If you need to include or add storage capacity to your existing or new solar energy system, you should consult an expert regarding the exact requirements, and which technology to use.

What About the Power Grid?

  • In an off-grid system, there is no direct connection to the main power grid. Any extra unconsumed electricity generated by the system is stored in the battery.
  • When the battery reaches its maximum storage capacity, it will stop charging.
  • If your solar energy system is not operating or if for some reason it is not capable of supplying enough electricity for your needs at home, then electricity will be drawn from the battery.

Another critical component in an off-grid solar energy system is a backup generator. A generator is needed for when the weather is extremely cloudy, and the solar system is unable to generate sufficient electricity to meet your needs and charge the battery.

A generator is useful in case the battery becomes fully discharged, and you should choose a generator with a capacity sufficient to meet your needs for electricity in the home (lights, appliances, etc.) and also charge the battery at the same time.

Hybrid System

A hybrid solar energy system combines the benefits of a connection to the main power grid and a battery storage feature. The cost of battery storage technology has decreased in recent years.
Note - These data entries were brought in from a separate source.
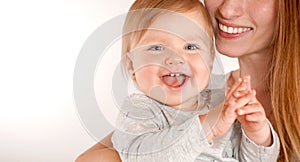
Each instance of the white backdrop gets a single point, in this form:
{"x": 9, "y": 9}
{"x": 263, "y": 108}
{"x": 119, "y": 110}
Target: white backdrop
{"x": 39, "y": 44}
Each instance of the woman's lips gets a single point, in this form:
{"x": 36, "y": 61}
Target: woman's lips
{"x": 232, "y": 31}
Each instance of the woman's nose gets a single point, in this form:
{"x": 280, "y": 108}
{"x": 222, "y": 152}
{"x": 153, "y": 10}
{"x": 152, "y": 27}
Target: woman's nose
{"x": 231, "y": 9}
{"x": 175, "y": 59}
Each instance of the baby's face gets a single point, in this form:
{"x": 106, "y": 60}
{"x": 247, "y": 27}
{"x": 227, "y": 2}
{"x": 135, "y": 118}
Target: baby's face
{"x": 170, "y": 66}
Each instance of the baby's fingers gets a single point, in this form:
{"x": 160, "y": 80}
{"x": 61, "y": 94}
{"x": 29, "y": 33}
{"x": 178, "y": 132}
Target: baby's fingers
{"x": 253, "y": 112}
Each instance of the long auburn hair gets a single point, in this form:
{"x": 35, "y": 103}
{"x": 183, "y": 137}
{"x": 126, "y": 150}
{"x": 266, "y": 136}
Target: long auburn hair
{"x": 285, "y": 79}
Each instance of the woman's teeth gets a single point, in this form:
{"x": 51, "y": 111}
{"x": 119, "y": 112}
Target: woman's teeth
{"x": 233, "y": 30}
{"x": 175, "y": 75}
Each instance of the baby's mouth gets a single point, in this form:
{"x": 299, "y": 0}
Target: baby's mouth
{"x": 174, "y": 79}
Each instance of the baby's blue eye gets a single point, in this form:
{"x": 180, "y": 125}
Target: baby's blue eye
{"x": 156, "y": 48}
{"x": 191, "y": 47}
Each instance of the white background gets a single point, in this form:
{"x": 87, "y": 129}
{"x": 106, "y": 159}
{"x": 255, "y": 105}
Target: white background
{"x": 39, "y": 44}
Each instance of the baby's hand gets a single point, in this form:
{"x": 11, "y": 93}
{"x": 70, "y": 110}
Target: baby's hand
{"x": 253, "y": 118}
{"x": 228, "y": 113}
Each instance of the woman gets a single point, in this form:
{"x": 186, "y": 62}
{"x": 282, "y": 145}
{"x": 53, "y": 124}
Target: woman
{"x": 264, "y": 36}
{"x": 269, "y": 52}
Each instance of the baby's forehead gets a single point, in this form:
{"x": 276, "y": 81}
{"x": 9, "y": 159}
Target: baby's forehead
{"x": 181, "y": 25}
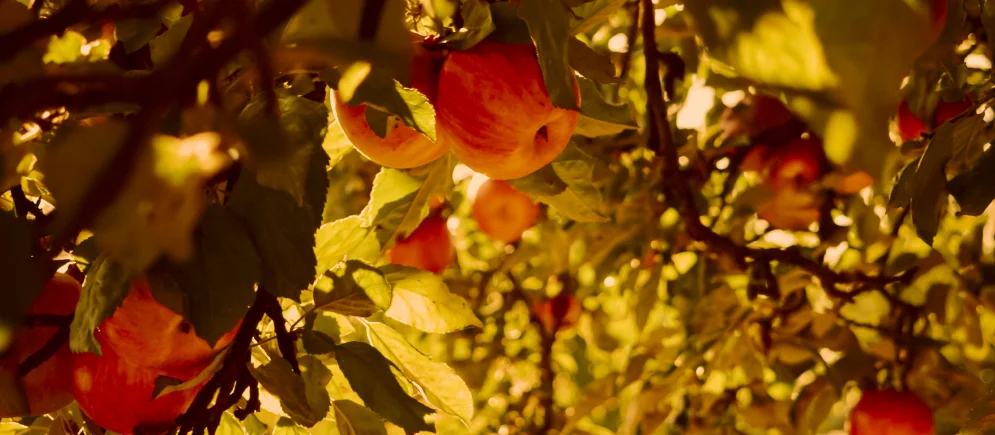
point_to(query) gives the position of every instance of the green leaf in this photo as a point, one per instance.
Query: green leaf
(399, 201)
(282, 146)
(354, 288)
(387, 96)
(74, 160)
(286, 426)
(219, 281)
(548, 23)
(587, 16)
(566, 184)
(422, 300)
(477, 25)
(597, 116)
(442, 386)
(157, 210)
(342, 240)
(355, 419)
(370, 376)
(105, 287)
(974, 189)
(591, 64)
(166, 45)
(282, 230)
(303, 397)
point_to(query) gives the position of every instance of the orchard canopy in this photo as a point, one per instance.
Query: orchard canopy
(497, 217)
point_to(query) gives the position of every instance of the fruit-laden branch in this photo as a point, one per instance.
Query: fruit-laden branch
(660, 139)
(228, 385)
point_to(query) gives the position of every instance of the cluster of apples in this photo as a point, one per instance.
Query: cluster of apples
(502, 212)
(142, 341)
(492, 111)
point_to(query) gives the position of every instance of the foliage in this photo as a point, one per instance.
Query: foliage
(194, 142)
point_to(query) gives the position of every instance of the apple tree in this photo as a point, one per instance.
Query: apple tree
(478, 217)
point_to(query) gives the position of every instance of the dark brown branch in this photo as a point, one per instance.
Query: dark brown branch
(661, 140)
(74, 12)
(45, 352)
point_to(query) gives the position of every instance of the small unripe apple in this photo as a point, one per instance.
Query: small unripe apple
(402, 146)
(48, 387)
(503, 212)
(891, 412)
(428, 247)
(120, 396)
(495, 113)
(146, 333)
(560, 312)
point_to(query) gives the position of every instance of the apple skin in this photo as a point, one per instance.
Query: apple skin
(403, 146)
(891, 412)
(558, 313)
(118, 395)
(49, 386)
(495, 113)
(148, 334)
(428, 247)
(502, 212)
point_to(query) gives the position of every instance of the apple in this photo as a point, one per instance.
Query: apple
(891, 412)
(911, 126)
(402, 146)
(428, 247)
(146, 333)
(558, 313)
(120, 396)
(946, 110)
(48, 387)
(502, 212)
(495, 113)
(797, 164)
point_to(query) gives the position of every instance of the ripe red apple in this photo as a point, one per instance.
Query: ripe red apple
(797, 164)
(403, 146)
(503, 212)
(48, 387)
(118, 395)
(428, 247)
(891, 412)
(148, 334)
(495, 113)
(560, 312)
(946, 110)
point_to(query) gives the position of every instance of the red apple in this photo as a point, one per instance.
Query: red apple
(560, 312)
(495, 113)
(428, 247)
(48, 387)
(119, 396)
(403, 146)
(891, 412)
(148, 334)
(797, 164)
(946, 110)
(503, 212)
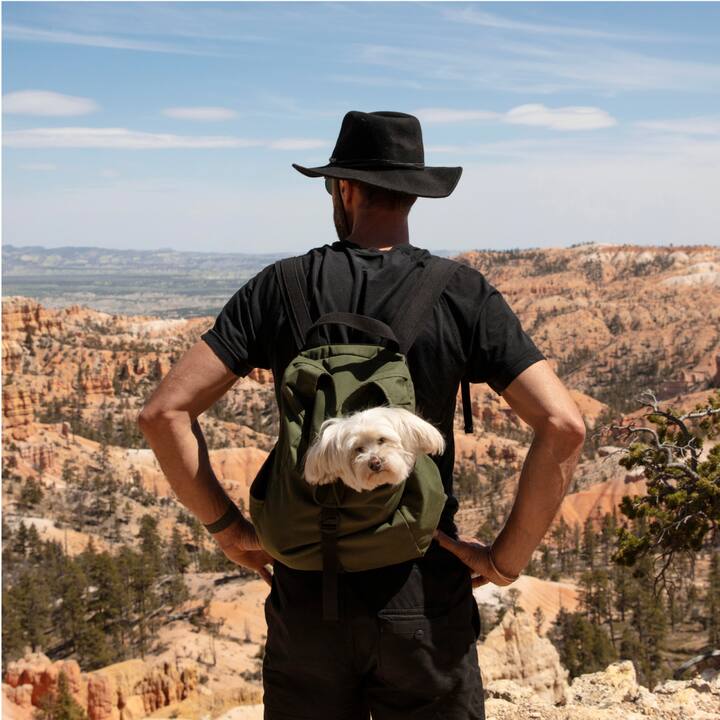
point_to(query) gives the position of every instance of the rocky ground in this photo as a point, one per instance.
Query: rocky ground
(522, 677)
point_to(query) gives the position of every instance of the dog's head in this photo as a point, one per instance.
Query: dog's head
(370, 448)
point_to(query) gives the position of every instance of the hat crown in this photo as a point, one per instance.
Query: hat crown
(385, 137)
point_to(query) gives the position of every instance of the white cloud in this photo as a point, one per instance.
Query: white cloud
(572, 117)
(116, 138)
(491, 20)
(562, 118)
(553, 200)
(376, 81)
(124, 139)
(606, 69)
(296, 144)
(691, 125)
(46, 102)
(449, 115)
(38, 167)
(200, 113)
(21, 32)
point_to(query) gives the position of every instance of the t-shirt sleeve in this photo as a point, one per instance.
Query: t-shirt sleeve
(239, 335)
(500, 348)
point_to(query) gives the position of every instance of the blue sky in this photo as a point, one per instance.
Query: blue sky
(141, 125)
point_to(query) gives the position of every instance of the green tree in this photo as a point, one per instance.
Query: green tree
(682, 503)
(584, 646)
(712, 601)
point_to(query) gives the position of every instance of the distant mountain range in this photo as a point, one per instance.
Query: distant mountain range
(165, 282)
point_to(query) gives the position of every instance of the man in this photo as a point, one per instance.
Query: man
(405, 645)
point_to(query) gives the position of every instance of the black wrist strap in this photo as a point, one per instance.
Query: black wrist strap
(227, 519)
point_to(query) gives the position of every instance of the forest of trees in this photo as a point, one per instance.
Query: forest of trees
(97, 607)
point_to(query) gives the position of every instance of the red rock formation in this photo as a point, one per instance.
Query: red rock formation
(125, 691)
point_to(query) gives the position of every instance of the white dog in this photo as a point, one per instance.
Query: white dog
(370, 448)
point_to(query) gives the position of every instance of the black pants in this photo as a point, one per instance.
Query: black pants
(404, 646)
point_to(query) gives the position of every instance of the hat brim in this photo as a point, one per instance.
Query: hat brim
(423, 182)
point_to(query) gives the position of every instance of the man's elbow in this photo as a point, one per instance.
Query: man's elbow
(152, 418)
(567, 430)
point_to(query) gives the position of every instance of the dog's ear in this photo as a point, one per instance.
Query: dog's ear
(417, 434)
(325, 458)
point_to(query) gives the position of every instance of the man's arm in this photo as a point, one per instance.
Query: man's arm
(169, 423)
(539, 397)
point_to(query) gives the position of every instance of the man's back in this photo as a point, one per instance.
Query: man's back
(471, 330)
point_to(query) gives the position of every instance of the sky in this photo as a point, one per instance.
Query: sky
(174, 125)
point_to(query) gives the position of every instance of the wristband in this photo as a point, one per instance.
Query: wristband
(227, 519)
(506, 578)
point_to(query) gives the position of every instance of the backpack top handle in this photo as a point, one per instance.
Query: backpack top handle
(365, 324)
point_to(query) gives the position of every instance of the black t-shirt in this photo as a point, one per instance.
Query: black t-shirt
(471, 331)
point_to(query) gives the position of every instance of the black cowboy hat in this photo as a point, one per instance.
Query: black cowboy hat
(385, 149)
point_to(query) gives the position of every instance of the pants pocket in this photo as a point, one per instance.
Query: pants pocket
(425, 656)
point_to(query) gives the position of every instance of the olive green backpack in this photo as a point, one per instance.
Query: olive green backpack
(333, 527)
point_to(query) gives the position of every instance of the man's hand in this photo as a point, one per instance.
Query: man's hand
(475, 555)
(241, 545)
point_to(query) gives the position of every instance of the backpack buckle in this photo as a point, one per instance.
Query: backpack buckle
(329, 522)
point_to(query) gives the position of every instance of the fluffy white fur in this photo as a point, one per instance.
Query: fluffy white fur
(370, 448)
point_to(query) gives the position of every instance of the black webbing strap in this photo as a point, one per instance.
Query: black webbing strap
(409, 318)
(290, 274)
(467, 405)
(364, 323)
(329, 518)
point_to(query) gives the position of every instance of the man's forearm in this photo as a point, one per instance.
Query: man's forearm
(181, 450)
(545, 477)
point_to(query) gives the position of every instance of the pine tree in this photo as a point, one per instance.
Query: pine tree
(712, 601)
(178, 558)
(583, 646)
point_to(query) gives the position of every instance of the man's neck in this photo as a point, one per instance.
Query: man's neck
(380, 236)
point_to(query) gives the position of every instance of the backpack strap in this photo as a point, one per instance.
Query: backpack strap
(406, 323)
(329, 519)
(289, 272)
(410, 316)
(467, 405)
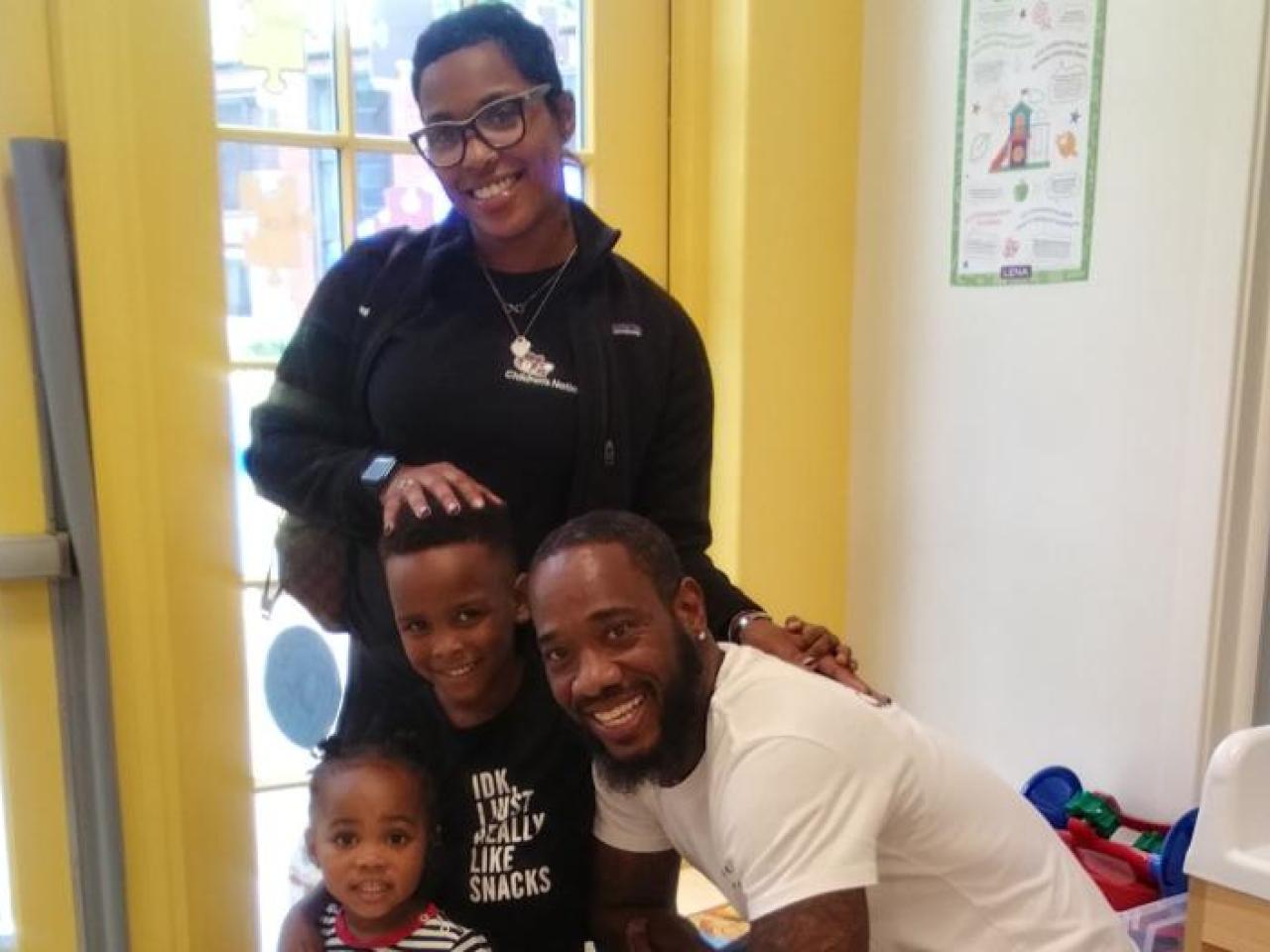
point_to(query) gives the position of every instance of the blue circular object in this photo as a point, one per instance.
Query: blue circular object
(1049, 789)
(302, 685)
And more people are now adding battery storage as a feature in their on-grid solar energy system, converting it into a hybrid system.

With battery storage available, homeowners can generate solar energy during the day and store any excess energy using the battery, to be used later.

Once the electricity stored in the battery is consumed, there is still the main power grid as a backup.

Another great benefit offered by a hybrid solar energy system is the opportunity to charge the battery using off-peak electricity (during the night) from the power grid when necessary, which is much cheaper.

Most modern hybrid solar energy systems have a built-in isolation feature, which disconnects the system from the power grid in the event of a power outage or blackout.

The system will continue to provide electricity to essential circuits in the home, either using the light energy collected by the system or until the battery is completely discharged.

A hybrid system gives maximum flexibility for homeowners.

How Does a Hybrid System Work?

The design of a hybrid solar energy system can vary, but in its simplest form, it includes the following:

Battery Bank

  • This stores any excess electricity generated by the solar energy system, until the battery is fully charged. The electricity stored in the battery can be consumed whenever needed.
  • Most homeowners prioritise battery use during the evening, which are the peak hours for consumption, to avoid using more expensive electricity from the main power grid.

Meter

  • If your solar energy system is generating more electricity than you consume, and the battery storage is full, then any excess electricity generated can be sent to the main power grid via the meter.
  • The meter will register the amount of electricity exported, for which you will typically receive a credit or FiT payment, as mentioned before.

Power Grid

  • If your solar energy system is not operating and you have already consumed all the stored electricity in the battery, you can still consume electricity from the main power grid, which will be metered. You will pay according to the tariffs set by the provider.